MONTREAL - Hundreds of people were escorted through the halls of the much maligned Olympic Stadium Saturday with one goal in mind: to find a better use for the empty structure.

Opened in 1976, in the Olympic Stadium was built to welcome the world via the Olympic Games. Once the event was over, the Expos and Alouettes moved in.

But these days, no one calls the Big O home -- one of the reasons about 1,000 average Montrealers are expected to file through the stadium throughout the weekend to offer ideas on how to put it and the surrounding park to better use.

"You have to transform it into some kind of an interesting park where people could go, as they go in other big cities," said Lise Bissonnette, chair of the advisory committee on the future of the site.

Visitors Saturday were given a ride up the funicular to the observation area at the top of the stadium's tower, offering a view of the stadium and surrounding grounds.

Some residents say the concrete - enough was poured during construction to build a sidewalk from Montreal to Miami – should be replaced with greener pastures.

"I think it would be wonderful if they created a really open area - green space, parks - for a lot of the people, the high density of residents around here," said visitor Derek Robertson.

Other visitors said the site should be restored to its intended use - a world-class sports venue.

"The more they can do as far as keeping people active would be great. Definitely they should put a skate park somewhere," said Big O visitor Marc Tison.
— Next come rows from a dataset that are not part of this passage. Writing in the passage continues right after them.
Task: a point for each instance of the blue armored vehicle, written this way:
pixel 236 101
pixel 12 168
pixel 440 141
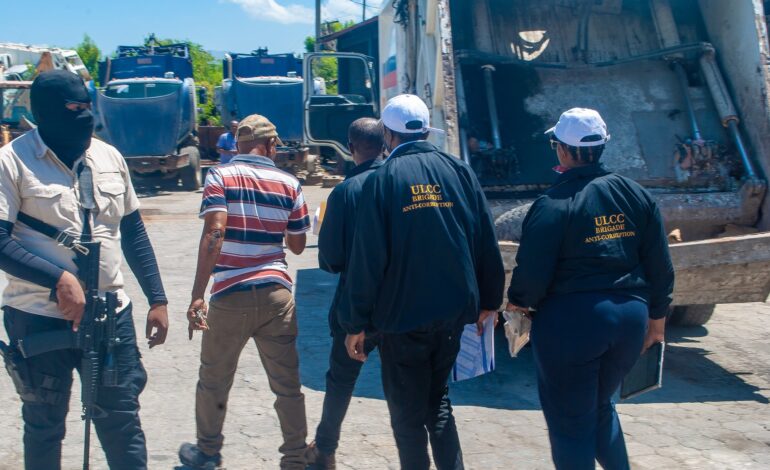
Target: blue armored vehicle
pixel 146 108
pixel 270 85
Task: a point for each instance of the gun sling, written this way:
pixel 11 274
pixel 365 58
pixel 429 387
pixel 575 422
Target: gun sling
pixel 40 343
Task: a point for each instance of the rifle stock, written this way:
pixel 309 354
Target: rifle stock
pixel 97 339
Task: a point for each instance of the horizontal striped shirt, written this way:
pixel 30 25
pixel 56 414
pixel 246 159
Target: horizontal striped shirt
pixel 262 202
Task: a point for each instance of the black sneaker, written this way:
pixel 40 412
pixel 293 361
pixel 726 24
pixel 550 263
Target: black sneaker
pixel 190 455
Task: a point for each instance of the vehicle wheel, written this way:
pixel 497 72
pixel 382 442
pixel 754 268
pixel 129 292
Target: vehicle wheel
pixel 691 315
pixel 191 174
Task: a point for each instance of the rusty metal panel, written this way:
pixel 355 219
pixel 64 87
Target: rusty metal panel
pixel 543 31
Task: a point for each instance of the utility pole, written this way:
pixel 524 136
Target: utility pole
pixel 317 25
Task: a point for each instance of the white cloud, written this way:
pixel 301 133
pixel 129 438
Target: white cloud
pixel 344 10
pixel 272 10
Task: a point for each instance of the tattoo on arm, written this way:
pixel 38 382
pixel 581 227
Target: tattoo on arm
pixel 215 238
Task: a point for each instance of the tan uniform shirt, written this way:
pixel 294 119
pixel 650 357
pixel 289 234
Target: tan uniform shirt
pixel 34 181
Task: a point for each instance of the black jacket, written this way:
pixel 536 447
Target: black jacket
pixel 425 251
pixel 593 231
pixel 335 241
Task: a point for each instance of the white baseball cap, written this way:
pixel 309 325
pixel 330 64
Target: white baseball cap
pixel 577 124
pixel 407 114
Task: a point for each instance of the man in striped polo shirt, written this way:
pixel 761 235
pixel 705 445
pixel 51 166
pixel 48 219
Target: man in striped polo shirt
pixel 249 208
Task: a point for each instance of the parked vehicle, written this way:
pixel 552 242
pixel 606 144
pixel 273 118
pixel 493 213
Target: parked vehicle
pixel 270 85
pixel 16 117
pixel 147 109
pixel 18 60
pixel 684 87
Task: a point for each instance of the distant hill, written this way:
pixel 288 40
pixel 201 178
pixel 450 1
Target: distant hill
pixel 218 55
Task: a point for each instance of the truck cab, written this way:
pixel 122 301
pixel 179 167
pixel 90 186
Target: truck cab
pixel 271 85
pixel 147 109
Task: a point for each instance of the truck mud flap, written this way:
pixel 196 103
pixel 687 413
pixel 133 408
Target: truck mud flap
pixel 713 271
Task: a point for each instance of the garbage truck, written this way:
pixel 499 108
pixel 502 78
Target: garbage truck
pixel 683 85
pixel 147 108
pixel 270 85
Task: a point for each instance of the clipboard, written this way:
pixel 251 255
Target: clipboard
pixel 646 375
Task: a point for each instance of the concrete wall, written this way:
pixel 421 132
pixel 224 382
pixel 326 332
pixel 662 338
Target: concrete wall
pixel 738 31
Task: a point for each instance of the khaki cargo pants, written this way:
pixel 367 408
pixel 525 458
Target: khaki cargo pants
pixel 266 314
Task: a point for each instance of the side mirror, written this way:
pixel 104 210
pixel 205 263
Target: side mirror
pixel 203 96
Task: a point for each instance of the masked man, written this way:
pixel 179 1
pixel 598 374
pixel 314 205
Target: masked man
pixel 42 186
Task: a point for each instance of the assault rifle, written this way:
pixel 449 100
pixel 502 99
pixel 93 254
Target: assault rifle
pixel 96 338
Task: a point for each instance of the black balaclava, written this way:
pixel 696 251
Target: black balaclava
pixel 67 133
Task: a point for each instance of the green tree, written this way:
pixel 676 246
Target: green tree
pixel 90 54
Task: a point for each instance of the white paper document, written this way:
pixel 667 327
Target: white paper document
pixel 477 353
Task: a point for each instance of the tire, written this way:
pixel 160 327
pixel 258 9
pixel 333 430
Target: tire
pixel 191 174
pixel 691 315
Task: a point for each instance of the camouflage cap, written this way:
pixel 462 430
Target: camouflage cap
pixel 256 127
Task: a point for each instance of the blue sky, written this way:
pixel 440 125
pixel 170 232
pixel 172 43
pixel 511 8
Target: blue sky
pixel 219 25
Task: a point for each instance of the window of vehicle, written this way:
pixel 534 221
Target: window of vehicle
pixel 141 90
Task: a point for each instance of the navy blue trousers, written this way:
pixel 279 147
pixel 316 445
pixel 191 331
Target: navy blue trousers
pixel 584 344
pixel 340 382
pixel 415 372
pixel 119 432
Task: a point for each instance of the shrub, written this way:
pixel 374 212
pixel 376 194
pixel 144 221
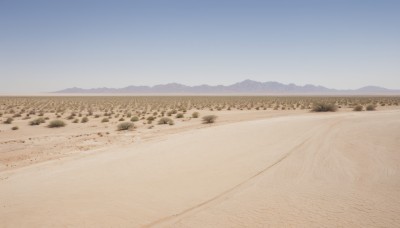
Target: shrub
pixel 370 107
pixel 125 126
pixel 37 121
pixel 9 120
pixel 166 120
pixel 321 107
pixel 209 119
pixel 195 115
pixel 151 118
pixel 358 108
pixel 56 123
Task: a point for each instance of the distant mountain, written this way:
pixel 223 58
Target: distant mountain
pixel 244 87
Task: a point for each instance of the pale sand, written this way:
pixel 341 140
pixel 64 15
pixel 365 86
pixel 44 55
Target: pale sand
pixel 304 170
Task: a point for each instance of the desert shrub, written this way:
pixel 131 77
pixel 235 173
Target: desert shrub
pixel 322 107
pixel 56 123
pixel 370 107
pixel 125 126
pixel 358 108
pixel 9 120
pixel 151 118
pixel 37 121
pixel 195 115
pixel 209 119
pixel 165 120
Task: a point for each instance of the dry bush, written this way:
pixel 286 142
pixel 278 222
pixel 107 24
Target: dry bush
pixel 324 107
pixel 9 120
pixel 37 121
pixel 358 108
pixel 370 107
pixel 56 124
pixel 166 120
pixel 209 119
pixel 125 126
pixel 195 115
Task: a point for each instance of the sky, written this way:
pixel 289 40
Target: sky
pixel 55 44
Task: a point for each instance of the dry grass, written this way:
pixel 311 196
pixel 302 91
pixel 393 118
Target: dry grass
pixel 324 107
pixel 78 110
pixel 56 124
pixel 125 126
pixel 209 119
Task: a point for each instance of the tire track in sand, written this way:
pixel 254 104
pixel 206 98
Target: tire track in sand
pixel 228 191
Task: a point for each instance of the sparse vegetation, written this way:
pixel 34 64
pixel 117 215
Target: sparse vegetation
pixel 358 108
pixel 37 121
pixel 56 124
pixel 324 107
pixel 209 119
pixel 195 115
pixel 134 119
pixel 370 107
pixel 124 126
pixel 165 120
pixel 9 120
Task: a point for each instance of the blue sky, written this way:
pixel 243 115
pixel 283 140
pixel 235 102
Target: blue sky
pixel 51 45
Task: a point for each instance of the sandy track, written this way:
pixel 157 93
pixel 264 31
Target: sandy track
pixel 337 169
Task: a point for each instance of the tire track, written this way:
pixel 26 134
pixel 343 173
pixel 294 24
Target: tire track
pixel 228 191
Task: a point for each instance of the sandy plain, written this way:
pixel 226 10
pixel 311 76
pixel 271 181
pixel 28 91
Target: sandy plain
pixel 250 169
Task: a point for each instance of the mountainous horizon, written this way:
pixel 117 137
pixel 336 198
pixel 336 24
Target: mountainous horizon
pixel 244 87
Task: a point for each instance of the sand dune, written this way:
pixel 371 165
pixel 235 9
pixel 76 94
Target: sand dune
pixel 322 170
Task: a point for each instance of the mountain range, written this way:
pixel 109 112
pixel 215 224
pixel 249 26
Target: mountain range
pixel 244 87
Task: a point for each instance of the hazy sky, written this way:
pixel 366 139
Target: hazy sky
pixel 55 44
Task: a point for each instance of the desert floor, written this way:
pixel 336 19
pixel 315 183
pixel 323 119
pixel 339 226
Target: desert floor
pixel 250 169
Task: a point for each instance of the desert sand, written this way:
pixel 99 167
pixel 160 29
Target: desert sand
pixel 296 170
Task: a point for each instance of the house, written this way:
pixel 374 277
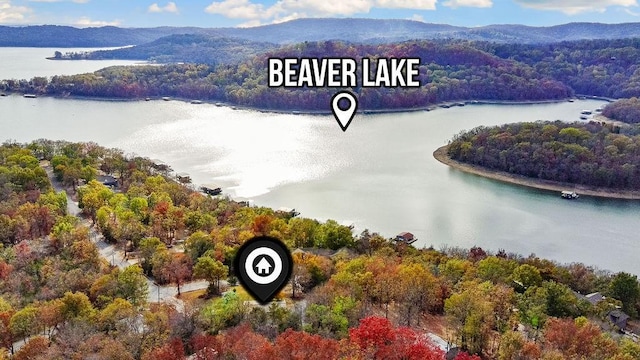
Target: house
pixel 183 178
pixel 405 237
pixel 618 318
pixel 594 298
pixel 107 180
pixel 263 267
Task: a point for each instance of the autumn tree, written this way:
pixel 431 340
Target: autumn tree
pixel 211 270
pixel 625 288
pixel 471 316
pixel 376 338
pixel 176 270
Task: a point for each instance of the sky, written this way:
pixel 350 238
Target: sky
pixel 243 13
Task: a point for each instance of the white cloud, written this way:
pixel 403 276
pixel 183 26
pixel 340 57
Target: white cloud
pixel 572 7
pixel 468 3
pixel 284 10
pixel 632 13
pixel 75 1
pixel 11 14
pixel 170 7
pixel 87 22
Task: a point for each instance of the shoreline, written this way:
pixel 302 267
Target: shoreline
pixel 441 155
pixel 430 107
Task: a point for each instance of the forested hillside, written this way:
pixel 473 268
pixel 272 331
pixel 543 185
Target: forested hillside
pixel 373 31
pixel 448 71
pixel 609 68
pixel 590 154
pixel 189 48
pixel 373 298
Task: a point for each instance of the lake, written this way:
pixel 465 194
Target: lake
pixel 25 63
pixel 379 174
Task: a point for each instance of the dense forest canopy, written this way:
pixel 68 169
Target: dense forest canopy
pixel 371 299
pixel 590 154
pixel 448 72
pixel 299 30
pixel 190 48
pixel 625 110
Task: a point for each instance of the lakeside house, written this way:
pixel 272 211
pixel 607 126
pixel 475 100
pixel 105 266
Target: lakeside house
pixel 183 178
pixel 107 180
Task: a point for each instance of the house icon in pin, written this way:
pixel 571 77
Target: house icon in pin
pixel 263 266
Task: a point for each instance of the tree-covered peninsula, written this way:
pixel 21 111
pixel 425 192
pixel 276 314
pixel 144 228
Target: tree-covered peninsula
pixel 592 154
pixel 98 280
pixel 449 71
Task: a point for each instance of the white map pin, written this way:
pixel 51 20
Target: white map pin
pixel 344 117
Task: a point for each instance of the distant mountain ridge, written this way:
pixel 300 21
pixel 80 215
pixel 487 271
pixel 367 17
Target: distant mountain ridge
pixel 352 30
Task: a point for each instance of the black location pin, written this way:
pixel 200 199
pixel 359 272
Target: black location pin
pixel 263 266
pixel 344 116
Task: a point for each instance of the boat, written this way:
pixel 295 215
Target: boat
pixel 288 211
pixel 211 190
pixel 569 195
pixel 406 238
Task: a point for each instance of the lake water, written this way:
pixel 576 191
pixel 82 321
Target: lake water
pixel 379 174
pixel 25 63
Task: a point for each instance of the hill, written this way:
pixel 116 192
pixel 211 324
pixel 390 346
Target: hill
pixel 353 30
pixel 193 48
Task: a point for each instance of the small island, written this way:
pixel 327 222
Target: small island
pixel 595 159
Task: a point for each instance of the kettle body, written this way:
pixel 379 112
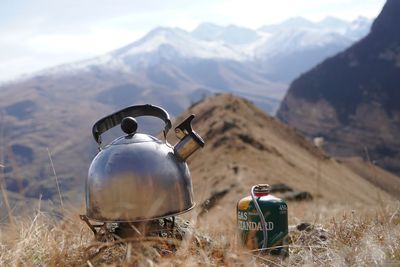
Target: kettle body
pixel 138 177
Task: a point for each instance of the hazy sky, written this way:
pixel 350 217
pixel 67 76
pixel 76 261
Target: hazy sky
pixel 35 34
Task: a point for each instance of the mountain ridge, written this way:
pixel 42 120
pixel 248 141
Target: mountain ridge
pixel 359 111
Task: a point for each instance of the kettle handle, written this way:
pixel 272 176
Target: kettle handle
pixel 114 119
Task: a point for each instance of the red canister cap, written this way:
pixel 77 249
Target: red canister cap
pixel 261 190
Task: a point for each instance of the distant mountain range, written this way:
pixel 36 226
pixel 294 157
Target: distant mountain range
pixel 353 99
pixel 55 108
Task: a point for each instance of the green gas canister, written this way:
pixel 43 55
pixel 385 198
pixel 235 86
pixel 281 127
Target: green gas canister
pixel 263 221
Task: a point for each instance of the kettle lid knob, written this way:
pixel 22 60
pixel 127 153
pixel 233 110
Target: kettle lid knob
pixel 129 125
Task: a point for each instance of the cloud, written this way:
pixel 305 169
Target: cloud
pixel 42 33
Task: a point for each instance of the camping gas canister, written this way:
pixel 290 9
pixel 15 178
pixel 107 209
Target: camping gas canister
pixel 263 221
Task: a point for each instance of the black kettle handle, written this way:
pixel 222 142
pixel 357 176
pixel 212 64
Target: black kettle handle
pixel 114 119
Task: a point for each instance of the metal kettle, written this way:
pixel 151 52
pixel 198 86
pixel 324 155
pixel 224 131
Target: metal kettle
pixel 138 177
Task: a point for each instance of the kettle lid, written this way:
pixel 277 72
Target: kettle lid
pixel 128 125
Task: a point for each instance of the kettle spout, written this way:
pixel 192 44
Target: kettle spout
pixel 190 141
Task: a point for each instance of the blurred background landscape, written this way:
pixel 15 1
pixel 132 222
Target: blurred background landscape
pixel 266 81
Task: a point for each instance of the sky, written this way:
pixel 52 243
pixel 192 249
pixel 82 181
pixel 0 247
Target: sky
pixel 36 34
Leonard Ayoub, who also toured the building, agreed.

"We could bring it back to a first-class sports facility. We'll have to figure out a logical result for this roof," said Ayoub, referring to the continued problems with the initial retractable roof, which lead to the installation of a permanent roof in 1998.

Though several visitors recommended simply blowing up the structure, considered by many Montrealers as a white elephant, Bissonnette said demolition comes at a hefty price tag.

"Demolition is not an option," she said, because estimates range up to $500 million to tear down the stadium. That money could be put to better use, she said.

Bissonnette's report on the future of the site should be prepared by late next year.

The stadium's painful legacy

Montreal's 1976 Olympics were expected to bring in enough money to cover its $120 million budget.

But the Olympics ended up costing $922 million.

After 1976, $537 million more was poured into stadium upgrades, including $180 million for the tower and a retractable roof that never worked.

In 1987 a roof was finally put on at a cost of $75 million but the Kevlar material ripped eight times, costing $55 million in repairs.

In 1997 the province paid for a $37 million roof that was supposed to last 50 years. However it ripped within a few months, dumping snow onto a car show below, the second perilous construction-related incident at the stadium, as a 50-ton concrete beam fell in 1991.

The Olympic Stadium, or the Big Owe, as it became known to some critics, costs approximately $170 million per year in operating expenses.

The Montreal Olympics were finally paid off in 2006, costing $3 billion overall including capital and interest.

The tourism benefits were negligible. Montreal attracted 32 percent more tourists in 1976 than it had the previous year. The total of 5.8 million tourists that came to Montreal in 1976 was rarely surpassed in the city in subsequent years.